In study, those adults who ate leafy green vegetables one or more time a day experienced slower mental decay than those who ate no vegetables, even when age factor or difficult education or other factors. Get benefits from these brain food like Kale Chips, Broccoli Kale Soup and Spinach Scramble.

  1. Rosemary

Rosemary is an evergreen bush. An herb used in a number of cooking methods. Scientists discover that a component produced in the leaves of the rosemary plant is carnosic acid has a property as an antioxidant and encourage nerve growth factor synthesis that carnosic acid involve in the treatment for reversing nerve cell damage and death due to conditions like Alzheimer’s disease.

Carnosic acid have a number of beneficial effects on the body and protecting the brain from oxidative free radical damage. it does not randomly focus free radicals in the brain until they start to cause disturbance, at that time carnosic acid becomes active to prevent and reverse the disturbance to neurological cells. Its also protect the cerebral arteries from confined due to other factors, which helps to resists the development of neurodegenerative conditions and diseases.

Carnosic acid increase the production of glutathione, antioxidant that secure cells in the brain against free radical damage.

Rosemary help to protect eyesight from decay and also good for weight loss. Get fresh rosemary with these Sweet Potato and try it with your favorite recipes.

  1. Salmon

Dimethylaminoethanol (DMAE) is an amino acid that is produced in the human brain and is found in fish (anchovies, salmon, sardines).

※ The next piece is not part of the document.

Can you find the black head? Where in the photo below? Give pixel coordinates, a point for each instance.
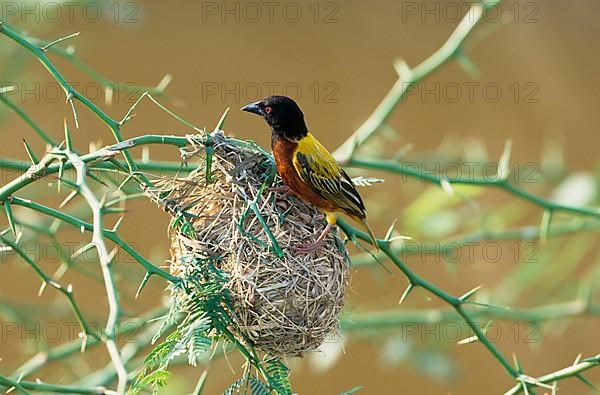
(283, 116)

Researchers believe that DMAE produces the acetylcholine, neurotransmitter that benefit for the brain and the central nervous system.

 Salmon improves

Treating attention deficit hyperactivity disorder (ADHD) for kids, memory and brain power, moods, symptoms associated with Alzheimer’s disease and dementia, reduce depression, athletic performance.

Not recommended for pregnant women, have to approve by their medical doctor.

  1. Turmeric

Curcumin is a chemical component of spice turmeric like a ginger.  There are three curcuminoids present in turmeric, one is curcumin, desmethoxycurcumin and bis-desmethoxycurcumin. Processed root to form turmeric which contains 2%- 5% curcumin. Its prevent from these conditions (Alzheimer’s disease, stress, depression and anxiety) and most powerful anti-inflammatory agent.

Curcumin can protect your brain in different ways like curcumin increases the bioavailability of DHA (docosahexaenoic acid). DHA is an omega-3 essential fatty acid. Its deficiency is involving in many types of neurological disorders. Curcumin enhances DHA synthesis and raised its levels in the brain. Its also improve memory and focus by increasing blood flow and neurotransmitter development.

The increment in levels of brain-derived neurotrophic factor (BDNF) that’s involve in nerve growth factor, is occurred by curcumin. So start your day with this brain food and add turmeric in your diet.

  1. Walnuts

Walnuts are good for brain health. They have a high concentration of DHA, Omega-3 fatty acid type. DHA protects brain health in newborns and in adults improves cognitive performance. It’s also prevent age-related cognitive decline. Studies show that walnuts can help with depression in brain function and improve memory. Present high levels of antioxidants and vitamins E also improve mental alertness and prevent Alzheimer’s disease.